Exploring San Diego Crime Data using Python – Workshop

Posted by on Nov 7, 2017 in Meeting, New Data | 0 comments

Tonight at Downtown Works,  SCALE San Diego and Open San Diego are hosting a workshop on analyzing crime data with Python, Pandas and Matplotlib. Unlike past analysis we done at the Library on San Diego Crime, this analysis uses data from the San Diego Police, rather than the whole county data from ARJIS, so it is more focused, and more detailed. If you’d like to go, visit the signup page to register.

It is an interesting dataset because, while the location addresses are often missing, and it doesn’t have UCR crime codes, it does have detailed call types and is linked to SDP beats. The 2.5 years of data that are published have more than 1.1M records.
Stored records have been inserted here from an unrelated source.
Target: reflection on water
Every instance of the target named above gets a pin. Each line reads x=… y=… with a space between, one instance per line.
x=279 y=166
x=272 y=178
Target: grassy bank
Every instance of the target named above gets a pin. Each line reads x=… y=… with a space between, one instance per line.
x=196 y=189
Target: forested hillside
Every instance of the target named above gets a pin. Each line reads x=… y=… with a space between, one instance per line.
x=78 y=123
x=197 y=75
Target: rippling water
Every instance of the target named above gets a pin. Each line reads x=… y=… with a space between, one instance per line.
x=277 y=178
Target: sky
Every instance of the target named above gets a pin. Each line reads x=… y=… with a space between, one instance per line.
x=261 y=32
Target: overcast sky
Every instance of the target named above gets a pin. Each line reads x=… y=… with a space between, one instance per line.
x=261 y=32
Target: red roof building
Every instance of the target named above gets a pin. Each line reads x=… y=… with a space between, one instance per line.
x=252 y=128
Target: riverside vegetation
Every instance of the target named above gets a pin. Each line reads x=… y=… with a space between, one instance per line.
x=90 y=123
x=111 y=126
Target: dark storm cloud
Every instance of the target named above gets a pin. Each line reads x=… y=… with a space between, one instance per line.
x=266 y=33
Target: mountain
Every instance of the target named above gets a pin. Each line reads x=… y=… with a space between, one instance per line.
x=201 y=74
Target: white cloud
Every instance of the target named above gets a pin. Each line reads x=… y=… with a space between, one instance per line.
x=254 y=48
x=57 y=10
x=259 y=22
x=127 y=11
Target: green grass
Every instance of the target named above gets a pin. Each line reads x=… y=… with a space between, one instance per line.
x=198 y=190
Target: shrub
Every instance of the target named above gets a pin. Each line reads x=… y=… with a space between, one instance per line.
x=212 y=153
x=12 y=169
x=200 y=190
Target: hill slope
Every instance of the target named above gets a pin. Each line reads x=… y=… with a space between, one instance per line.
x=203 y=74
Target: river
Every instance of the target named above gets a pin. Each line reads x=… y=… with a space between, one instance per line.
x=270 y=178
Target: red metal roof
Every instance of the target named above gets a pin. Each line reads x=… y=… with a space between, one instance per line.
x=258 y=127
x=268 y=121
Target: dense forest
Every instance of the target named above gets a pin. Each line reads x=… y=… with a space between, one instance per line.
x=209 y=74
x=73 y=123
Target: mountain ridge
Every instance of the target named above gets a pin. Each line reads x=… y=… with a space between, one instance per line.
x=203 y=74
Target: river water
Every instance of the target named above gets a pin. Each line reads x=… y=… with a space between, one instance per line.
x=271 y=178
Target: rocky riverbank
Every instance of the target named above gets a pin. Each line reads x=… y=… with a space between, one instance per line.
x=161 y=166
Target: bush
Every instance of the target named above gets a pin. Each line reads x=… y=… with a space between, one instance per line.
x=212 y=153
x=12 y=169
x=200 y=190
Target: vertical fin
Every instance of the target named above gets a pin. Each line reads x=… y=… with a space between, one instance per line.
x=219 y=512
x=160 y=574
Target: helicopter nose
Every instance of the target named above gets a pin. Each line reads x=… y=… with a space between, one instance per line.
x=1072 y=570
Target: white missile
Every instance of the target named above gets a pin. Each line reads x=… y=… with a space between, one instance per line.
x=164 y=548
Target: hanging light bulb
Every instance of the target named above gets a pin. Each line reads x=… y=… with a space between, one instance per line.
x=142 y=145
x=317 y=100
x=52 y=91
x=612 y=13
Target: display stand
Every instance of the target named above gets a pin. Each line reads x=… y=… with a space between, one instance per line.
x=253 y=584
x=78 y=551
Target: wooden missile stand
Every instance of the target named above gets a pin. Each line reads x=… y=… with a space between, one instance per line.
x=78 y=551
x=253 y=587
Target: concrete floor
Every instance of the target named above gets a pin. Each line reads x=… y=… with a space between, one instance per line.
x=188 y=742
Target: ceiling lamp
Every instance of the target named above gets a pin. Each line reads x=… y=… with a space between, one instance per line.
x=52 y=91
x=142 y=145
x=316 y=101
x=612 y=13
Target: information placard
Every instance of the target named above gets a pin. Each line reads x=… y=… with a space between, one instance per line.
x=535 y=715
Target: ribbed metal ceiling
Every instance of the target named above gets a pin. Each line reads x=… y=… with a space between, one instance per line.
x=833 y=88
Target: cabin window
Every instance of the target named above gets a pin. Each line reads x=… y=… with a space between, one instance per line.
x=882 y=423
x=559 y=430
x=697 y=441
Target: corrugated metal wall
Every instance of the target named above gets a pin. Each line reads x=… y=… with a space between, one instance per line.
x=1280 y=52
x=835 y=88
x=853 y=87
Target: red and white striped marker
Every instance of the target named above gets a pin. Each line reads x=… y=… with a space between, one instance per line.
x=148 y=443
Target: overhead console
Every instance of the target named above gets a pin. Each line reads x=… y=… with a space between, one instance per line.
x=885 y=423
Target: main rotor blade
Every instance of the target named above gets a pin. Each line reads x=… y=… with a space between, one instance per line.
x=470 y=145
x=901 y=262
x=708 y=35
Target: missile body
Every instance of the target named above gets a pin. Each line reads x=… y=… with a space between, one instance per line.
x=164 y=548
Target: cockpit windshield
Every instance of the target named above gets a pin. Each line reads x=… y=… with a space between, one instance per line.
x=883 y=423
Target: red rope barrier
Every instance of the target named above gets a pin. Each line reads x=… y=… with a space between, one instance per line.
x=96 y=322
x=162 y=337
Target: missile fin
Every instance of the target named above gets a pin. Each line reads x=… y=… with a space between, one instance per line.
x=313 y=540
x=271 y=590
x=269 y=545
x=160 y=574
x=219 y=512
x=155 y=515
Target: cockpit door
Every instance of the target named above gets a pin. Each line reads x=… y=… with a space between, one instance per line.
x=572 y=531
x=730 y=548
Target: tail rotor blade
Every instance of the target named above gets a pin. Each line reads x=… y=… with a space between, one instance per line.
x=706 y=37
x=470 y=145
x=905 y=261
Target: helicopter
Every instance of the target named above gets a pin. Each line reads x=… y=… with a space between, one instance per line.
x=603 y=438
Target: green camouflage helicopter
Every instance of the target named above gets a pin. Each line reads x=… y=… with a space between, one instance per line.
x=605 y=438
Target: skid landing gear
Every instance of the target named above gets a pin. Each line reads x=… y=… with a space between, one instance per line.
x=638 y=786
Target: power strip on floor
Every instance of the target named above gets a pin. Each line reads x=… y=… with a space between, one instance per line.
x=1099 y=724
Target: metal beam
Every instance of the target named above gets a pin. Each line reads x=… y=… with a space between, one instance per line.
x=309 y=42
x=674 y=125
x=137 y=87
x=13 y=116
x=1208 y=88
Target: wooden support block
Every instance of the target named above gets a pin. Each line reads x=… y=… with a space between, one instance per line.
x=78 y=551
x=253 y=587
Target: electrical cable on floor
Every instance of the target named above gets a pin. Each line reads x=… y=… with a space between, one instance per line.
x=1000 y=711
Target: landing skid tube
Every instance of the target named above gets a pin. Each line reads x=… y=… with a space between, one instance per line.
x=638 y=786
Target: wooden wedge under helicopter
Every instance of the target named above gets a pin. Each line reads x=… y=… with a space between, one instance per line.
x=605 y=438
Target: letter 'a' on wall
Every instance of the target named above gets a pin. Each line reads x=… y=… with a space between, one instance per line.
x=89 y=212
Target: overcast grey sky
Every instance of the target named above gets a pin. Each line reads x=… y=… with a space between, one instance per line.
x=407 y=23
The San Diego Open Data Portal also has shapefiles for the beats, districts and neighborhoods, so we can make maps.

For instance, here is a choropleth that is colored according to the counts of calls for “LOUD PARTY” by beat. It should surprise no one where the hotspot is:

The dataset also has very nicely formated date/times so Pandas has an easy time extracting time parts, allowing us to build Rhythm Maps. This heat map displays the count of LOUD PARTY incidents, over the whole dataset, organized by hour and month”

You can clearly see two significant patterns: Loud Party calls are, as expected, primarily made in the late night and early morning, and the calls are more frequent in the summer than in the winter.

There are certainly a lot of other interesting patterns to find in this dataset, and if you are interesting in finding them, I hope to see you at tonight’s meeting.

BTW, if you’d like to see how these charts were generated, the Jupyter Notebook is in Github.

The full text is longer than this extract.